The biggest problem we didn't solve was visual: we had no automated way of checking that changes to our HTML didn't break the look of the app. CSS was a particular problem, because a small change to the CSS could break a completely different page from the one we were working on.

Visuals are hard because we they change so frequently and they're so hard to test automatically. One idea I've kicked around is to have a pseudo-automated approach. The tests would automatically take screen-shots of reference pages (but possibly not real pages, as they would change too often) and compare them to a known-good render. If no change, If the screen had changed, it would pop up a dialog showing the two screen shots and asking if the changes were okay.

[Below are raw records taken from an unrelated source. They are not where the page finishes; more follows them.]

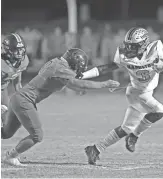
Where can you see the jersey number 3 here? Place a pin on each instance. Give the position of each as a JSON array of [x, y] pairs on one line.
[[144, 75]]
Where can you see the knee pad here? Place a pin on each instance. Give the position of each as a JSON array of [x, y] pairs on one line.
[[37, 136], [120, 132], [153, 117]]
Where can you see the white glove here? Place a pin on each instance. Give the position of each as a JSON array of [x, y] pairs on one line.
[[3, 109], [117, 89]]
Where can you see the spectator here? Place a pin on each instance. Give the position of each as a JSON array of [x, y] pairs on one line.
[[32, 39]]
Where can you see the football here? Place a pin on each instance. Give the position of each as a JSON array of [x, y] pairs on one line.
[[158, 67]]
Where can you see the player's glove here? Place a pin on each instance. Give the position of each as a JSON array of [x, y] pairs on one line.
[[3, 109], [158, 67]]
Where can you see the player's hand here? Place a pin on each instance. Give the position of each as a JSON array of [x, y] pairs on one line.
[[3, 109], [112, 84]]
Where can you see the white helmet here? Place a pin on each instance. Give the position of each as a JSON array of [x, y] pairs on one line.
[[136, 41]]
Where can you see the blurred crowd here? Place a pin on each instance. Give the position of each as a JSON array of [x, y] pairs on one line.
[[100, 44]]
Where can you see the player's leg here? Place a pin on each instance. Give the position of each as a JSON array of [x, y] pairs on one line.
[[28, 117], [132, 117], [10, 125], [155, 113], [4, 104], [131, 120]]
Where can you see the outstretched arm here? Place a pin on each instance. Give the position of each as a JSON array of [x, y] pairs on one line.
[[100, 70], [85, 84]]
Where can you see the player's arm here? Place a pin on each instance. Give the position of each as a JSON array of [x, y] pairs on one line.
[[67, 76], [102, 69], [158, 66], [85, 84], [17, 82]]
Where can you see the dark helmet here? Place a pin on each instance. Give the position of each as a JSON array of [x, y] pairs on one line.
[[77, 60], [13, 49]]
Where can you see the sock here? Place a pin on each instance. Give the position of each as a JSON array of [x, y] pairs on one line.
[[25, 144], [111, 138], [142, 126]]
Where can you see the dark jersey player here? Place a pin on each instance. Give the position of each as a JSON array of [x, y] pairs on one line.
[[13, 61], [62, 71]]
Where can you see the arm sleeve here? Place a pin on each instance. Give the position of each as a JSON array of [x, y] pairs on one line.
[[160, 49], [117, 58], [64, 72]]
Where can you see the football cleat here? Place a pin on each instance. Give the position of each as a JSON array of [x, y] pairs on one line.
[[14, 161], [131, 140], [92, 154]]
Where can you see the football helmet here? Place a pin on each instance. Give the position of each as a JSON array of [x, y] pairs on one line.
[[77, 60], [136, 42], [13, 49]]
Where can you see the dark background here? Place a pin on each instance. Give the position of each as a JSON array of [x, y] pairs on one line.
[[100, 9]]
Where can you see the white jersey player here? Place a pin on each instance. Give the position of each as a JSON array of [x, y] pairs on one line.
[[144, 61]]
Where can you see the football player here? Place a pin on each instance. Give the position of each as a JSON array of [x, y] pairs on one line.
[[53, 76], [13, 61], [143, 60]]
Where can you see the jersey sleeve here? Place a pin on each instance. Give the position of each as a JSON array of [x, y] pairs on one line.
[[117, 58], [160, 49], [25, 63]]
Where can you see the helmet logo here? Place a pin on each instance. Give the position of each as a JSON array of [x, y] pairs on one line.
[[7, 42]]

Other problems to solve included testing pages directly rather than copying HTML into our test page, testing more browsers (including multiple versions of each browser), and stubbing out other server interactions in addition to AJAX, such as following links or posting forms.

At any rate, that's how we approached the problem of test-driven Javascript. None of it's rocket science. The real lesson here: if testing is important to you--and I hope it is--you can make it happen. Keep pushing. It will take a while to get working smoothly, but the lowered friction and increase productivity will be worth it.